It was a surreal scene along the Gulf Coast after the most destructive hurricane ever to touch down on U.S. Soil -- 175 mph winds, wiping out the levee system in New Orleans, and crushing everything in its path into Mississippi, and even Alabama.

The National Fire Academy put out a call for help to fire departments across the nation.

Jeff Parsons, Idaho Falls Fire Department: "It was an anxious time for me, they didn't give us a lot of details -- any details on the conditions we'd be living in."

Jeff Parsons and five of his fellow firefighters would leave their families for a month and a half to help victims along the ravaged Mississippi coast. What they saw was unforgettable.

Parsons: "I had never seen trees snapped 30 feet off the ground and whole fields of timber tipped over by the wind. We went into houses where the water line was up to the ceiling."

The men worked directly with FEMA.

Parsons: "We lived in a tent city that was set up for people in the relief effort. We helped distribute information, water, ice and hooked people up with FEMA."
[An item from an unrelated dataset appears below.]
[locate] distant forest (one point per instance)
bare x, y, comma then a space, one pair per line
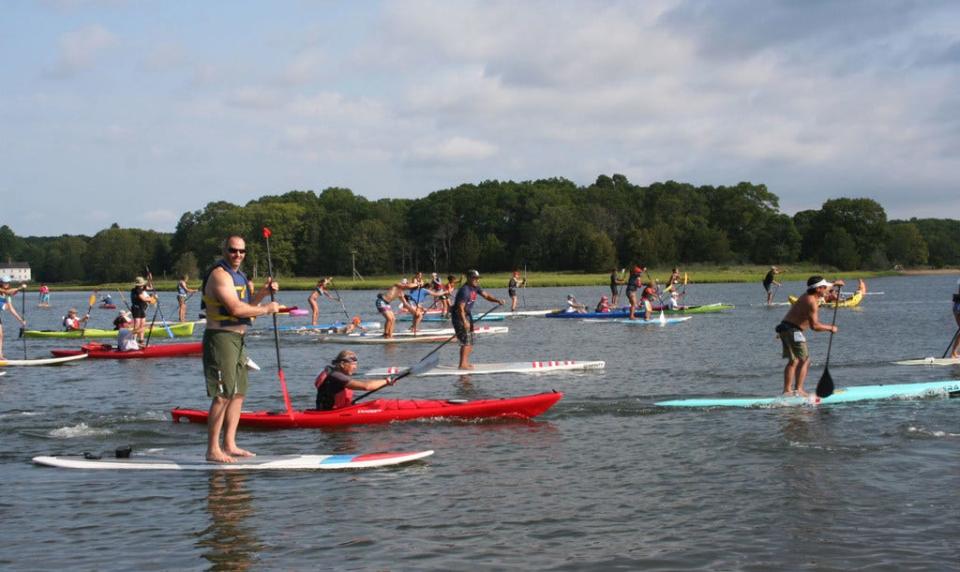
545, 225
That wasn't all the six firefighters did. They also manned fire stations there, so exhausted fire crews could go home, check on family and friends, and begin to piece together their lives."

Parsons: "We gave them a chance to go fix their homes and take care of their family. That's probably the part that sticks out the most, the brotherhood we had with those guys, we never met them, and came from different cultures, but the way they accepted us and took care of us, and we took care of them."

Back home in Idaho Falls, 14 truckloads of donations from the public and Melaleuca were assembled in just a few days. The Salvation Army says the trucks were some of the first private aid trucks to arrive.

And who could forget the Crawford family from New Orleans who lost everything, but were given a new life in Idaho Falls for a year until they were able to return home.

Frank Vandersloot, Melaleuca CEO: "They became part of our family, cooked us barbecue shrimp and gumbo, it was delicious, we played ping pong, they both got a job at Melaleuca, it was a wonderful thing -- a real blessing."

Vandersloot spoke with the Crawford family Wednesday. They are now back in New Orleans rebuilding their home, but expect to move back in soon.